In Picketts v. Hall Estate, 2007 BCSC 133, Mr. Justice Bauman varied the will of Coleman Ernest Hall to provide his common law spouse, Ms. Picketts, with $405,000 to renovate a condominium and $175,000 per year in monthly installments during her life. I wrote about the decision here.
The parties came back to court to determine a few issues arising from the judgment, the most interesting of which is whether the payments of $175,000 should be taxable in Ms. Picket’s hands, and tax deductible to the estate. Mr. Justice Bauman had characterized the payments as “an annual sum reflective of what she might have been awarded by way of spousal maintenance.”
Spousal maintenance is usually taxable to the receiving spouse and deductible to the paying spouse. But, the court considered Canada Revenue Agency’s Technical Interpretation 2003-083665, which says that support payments made by an estate the deceased’s spouse are not taxable to the receiving spouse or deductible by the estate. Mr. Justice Bauman followed the Technical Interpretation, and held that the support payments were not taxable to Ms. Picketts or deductible by the estate.
This decision is reported at 2007 BCSC 1278.

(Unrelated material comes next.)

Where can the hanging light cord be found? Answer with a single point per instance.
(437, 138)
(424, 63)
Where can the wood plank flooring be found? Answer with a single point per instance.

What if Canada Revenue Agency takes a different view ? I doubt that this judgment would be binding on Canada Revenue Agency. It was not a party. It seems to me that Canada Revenue Agency’s position might depend on how the executors characterized the payments. If the executors make the payments out of income earned by the estate, and the executors deduct the income paid to Ms. Pickets, she could be liable for tax. But, the executors would be acting contrary to the court’s decision, and Ms. Pickets would have a claim against the executors. Although this question is likely academic, it does illustrate the complexities income tax considerations bring to lawsuits about estates.